Citizens gathered more than 80 million geolocated radiation data points. The information helped fill the data gaps left when power was knocked out, disabling many of the government’s measuring tools. Safecast data was often gleaned from areas such as roads or communities.
Carolynne Hultquist, a doctoral candidate in geography, compared these results with the government analysis. The goal was to determine if crowd-sourced measurements could provide reliable data during emergencies.
“A lot of times, citizen science is framed as scientists asking citizens to help with a project, but there are a lot of emerging citizen-led projects where scientists can help validate or analyze the data,” Hultquist said. “The validation process can also add a lot of credibility to citizen-led projects and could be used during a whole host of disasters.”
Managing big data
Imagine you wanted to forecast the amount of energy that could be harnessed from the sun nationwide using photovoltaic solar panels. Or, you wanted to chart the most productive regions. For accuracy, you could take 100-year models for thousands of locations. But that computation could take months, or longer.
How much data could you omit while still retaining accuracy?
That’s what Weiming Hu, a doctoral candidate in geography, is trying to figure out using his programing skills and statistics knowledge.
Simply, you could start cutting data points from each region.
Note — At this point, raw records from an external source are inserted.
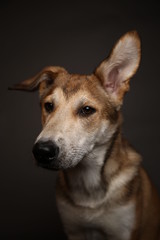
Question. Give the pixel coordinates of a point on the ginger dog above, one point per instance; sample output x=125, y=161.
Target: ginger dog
x=102, y=190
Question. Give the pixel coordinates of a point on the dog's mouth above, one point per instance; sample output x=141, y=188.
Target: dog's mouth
x=48, y=155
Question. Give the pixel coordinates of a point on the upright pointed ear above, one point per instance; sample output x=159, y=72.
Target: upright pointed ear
x=116, y=71
x=47, y=75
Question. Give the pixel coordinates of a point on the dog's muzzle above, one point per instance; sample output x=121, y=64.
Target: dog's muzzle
x=46, y=153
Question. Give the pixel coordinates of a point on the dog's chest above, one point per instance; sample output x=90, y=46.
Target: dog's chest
x=117, y=222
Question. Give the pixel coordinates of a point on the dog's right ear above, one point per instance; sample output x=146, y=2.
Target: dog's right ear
x=116, y=71
x=47, y=75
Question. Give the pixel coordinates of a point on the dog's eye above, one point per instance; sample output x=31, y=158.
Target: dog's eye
x=86, y=111
x=49, y=107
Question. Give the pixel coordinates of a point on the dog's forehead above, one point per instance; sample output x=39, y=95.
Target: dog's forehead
x=71, y=84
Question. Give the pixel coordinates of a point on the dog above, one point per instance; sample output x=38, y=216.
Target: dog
x=102, y=191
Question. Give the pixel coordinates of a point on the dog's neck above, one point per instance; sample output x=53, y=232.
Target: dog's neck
x=87, y=182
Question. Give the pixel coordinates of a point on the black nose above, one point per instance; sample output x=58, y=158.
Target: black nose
x=45, y=152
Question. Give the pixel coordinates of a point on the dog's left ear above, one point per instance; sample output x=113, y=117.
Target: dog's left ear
x=46, y=76
x=116, y=71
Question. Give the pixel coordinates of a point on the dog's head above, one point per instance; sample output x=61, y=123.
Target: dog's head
x=81, y=112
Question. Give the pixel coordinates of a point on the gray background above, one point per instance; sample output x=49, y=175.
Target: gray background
x=76, y=35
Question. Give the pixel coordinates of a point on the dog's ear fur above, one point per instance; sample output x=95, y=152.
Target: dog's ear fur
x=47, y=75
x=116, y=71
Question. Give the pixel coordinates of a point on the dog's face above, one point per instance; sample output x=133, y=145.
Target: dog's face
x=81, y=112
x=77, y=116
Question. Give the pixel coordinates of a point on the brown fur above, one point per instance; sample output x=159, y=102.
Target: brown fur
x=102, y=190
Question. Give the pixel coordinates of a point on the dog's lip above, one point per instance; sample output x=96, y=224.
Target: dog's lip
x=48, y=166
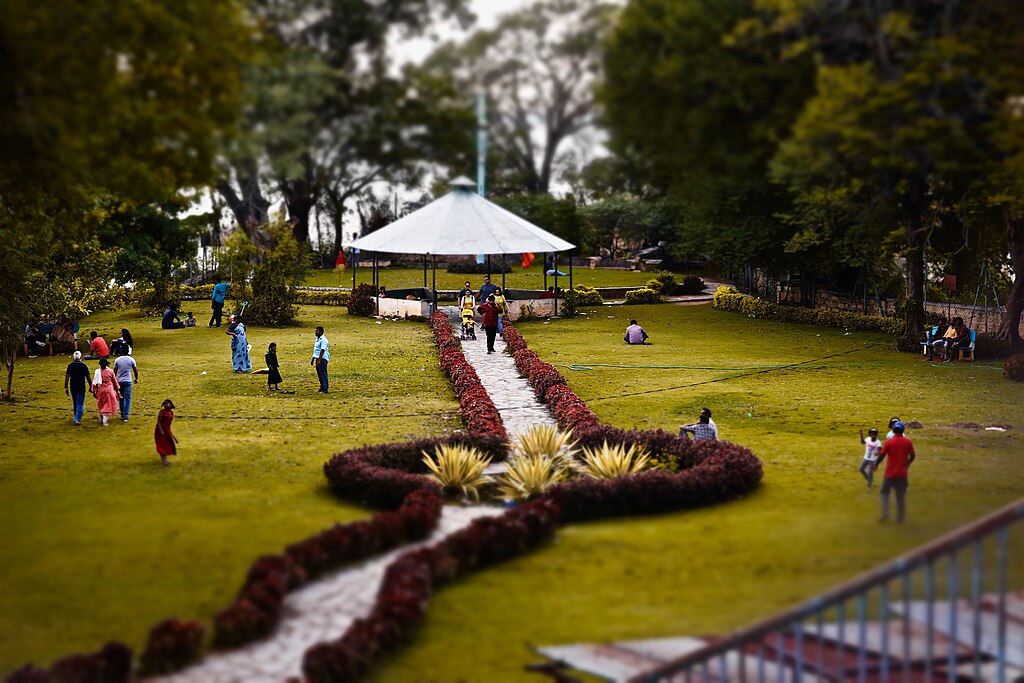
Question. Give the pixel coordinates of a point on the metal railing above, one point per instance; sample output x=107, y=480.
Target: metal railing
x=937, y=613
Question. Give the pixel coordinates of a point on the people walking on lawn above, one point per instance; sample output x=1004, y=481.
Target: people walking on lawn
x=217, y=302
x=871, y=447
x=273, y=374
x=488, y=311
x=126, y=370
x=635, y=334
x=107, y=391
x=165, y=438
x=897, y=453
x=486, y=289
x=171, y=321
x=700, y=429
x=97, y=347
x=503, y=308
x=322, y=355
x=240, y=346
x=76, y=382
But that’s not the best way, Hu says.
“By targeting areas that have a larger weather variability we can achieve the same level of accuracy with far less computation,” Hu said. “We’re saving our computing resources and speeding up the process. We’re steering the computation to where it is needed.”
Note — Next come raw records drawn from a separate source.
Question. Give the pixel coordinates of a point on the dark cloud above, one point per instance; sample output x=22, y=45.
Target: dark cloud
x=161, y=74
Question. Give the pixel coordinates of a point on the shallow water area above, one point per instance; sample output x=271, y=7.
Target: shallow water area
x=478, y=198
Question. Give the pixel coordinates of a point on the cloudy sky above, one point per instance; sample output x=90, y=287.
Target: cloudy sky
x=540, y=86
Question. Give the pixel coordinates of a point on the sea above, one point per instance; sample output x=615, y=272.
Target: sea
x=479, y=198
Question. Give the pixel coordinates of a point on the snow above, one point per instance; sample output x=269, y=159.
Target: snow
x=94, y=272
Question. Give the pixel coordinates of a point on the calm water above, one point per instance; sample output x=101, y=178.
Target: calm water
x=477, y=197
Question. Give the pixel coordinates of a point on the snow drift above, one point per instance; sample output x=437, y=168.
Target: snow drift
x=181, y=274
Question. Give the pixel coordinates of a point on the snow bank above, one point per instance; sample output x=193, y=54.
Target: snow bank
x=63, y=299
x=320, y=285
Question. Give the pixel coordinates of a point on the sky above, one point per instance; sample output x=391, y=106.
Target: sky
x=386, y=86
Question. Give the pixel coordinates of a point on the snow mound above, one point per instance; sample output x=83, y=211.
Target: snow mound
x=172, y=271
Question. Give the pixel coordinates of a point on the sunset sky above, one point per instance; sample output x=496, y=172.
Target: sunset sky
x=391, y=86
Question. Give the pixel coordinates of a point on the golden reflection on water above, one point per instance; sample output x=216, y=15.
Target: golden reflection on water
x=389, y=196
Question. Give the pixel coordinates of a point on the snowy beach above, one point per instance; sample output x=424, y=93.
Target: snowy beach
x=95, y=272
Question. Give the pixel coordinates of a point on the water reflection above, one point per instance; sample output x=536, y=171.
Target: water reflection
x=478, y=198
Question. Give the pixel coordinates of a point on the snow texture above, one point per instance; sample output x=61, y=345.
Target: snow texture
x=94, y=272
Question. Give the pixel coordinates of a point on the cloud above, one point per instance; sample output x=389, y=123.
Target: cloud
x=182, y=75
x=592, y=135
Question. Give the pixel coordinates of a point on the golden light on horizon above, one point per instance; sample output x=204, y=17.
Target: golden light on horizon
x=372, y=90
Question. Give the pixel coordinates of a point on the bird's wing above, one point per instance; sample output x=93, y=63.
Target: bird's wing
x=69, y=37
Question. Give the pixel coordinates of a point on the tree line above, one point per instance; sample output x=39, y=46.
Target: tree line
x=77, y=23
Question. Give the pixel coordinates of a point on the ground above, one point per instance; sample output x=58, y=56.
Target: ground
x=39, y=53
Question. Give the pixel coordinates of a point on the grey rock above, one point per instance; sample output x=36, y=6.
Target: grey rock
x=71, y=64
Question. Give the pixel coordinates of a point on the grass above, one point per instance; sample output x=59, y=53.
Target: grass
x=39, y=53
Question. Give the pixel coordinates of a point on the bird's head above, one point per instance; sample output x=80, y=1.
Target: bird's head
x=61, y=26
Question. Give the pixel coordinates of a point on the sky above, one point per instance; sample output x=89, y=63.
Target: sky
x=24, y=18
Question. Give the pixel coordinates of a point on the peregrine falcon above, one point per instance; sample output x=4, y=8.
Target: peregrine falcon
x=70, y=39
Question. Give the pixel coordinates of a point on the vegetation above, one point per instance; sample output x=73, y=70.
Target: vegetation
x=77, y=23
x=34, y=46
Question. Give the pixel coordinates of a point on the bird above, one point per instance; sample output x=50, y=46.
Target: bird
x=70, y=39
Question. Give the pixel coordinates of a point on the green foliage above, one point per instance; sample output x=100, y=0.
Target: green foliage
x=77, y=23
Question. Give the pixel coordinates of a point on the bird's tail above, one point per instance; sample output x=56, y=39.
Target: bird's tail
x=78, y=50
Hu, in collaboration with Michael Mann, distinguished professor of atmospheric science, and Shantenu Jha, associate professor at Rutgers University, is integrating machine learning algorithms and the Analog Ensemble technique to automatically construct an unstructured grid topology over the United States for faster and better weather forecasts.
These forecasts are then included in a model that predicts energy production under different atmospheric conditions with the goal of determining which locations are best suited for long-term solar power generation, factoring for changes in climate.
The future of GEOlab
New challenges arise from data that has promising potential but is unstructured. Drones are among the fastest growing platform to generate high-quality data, and they are being investigated by GEOlab.
Cervone said that the areas of data generation have outpaced our ability to utilize this information. Solving that will improve our ability to adapt and respond in a range of areas.
“The challenge is that data have grown at a faster rate than our ability to analyze them,” Cervone said. “Our group will have the greatest impact in areas related to both disaster and renewable energy by developing scalable methodologies to run on high-performance computers designed to tackle this ever-increasing and unprecedented amount of information.”
Cervone envisions the creation of a new center with the Institute for CyberScience (ICS) and the Environmental and Earth Systems Institute (EESI) to stress geoinformatics research at Penn State.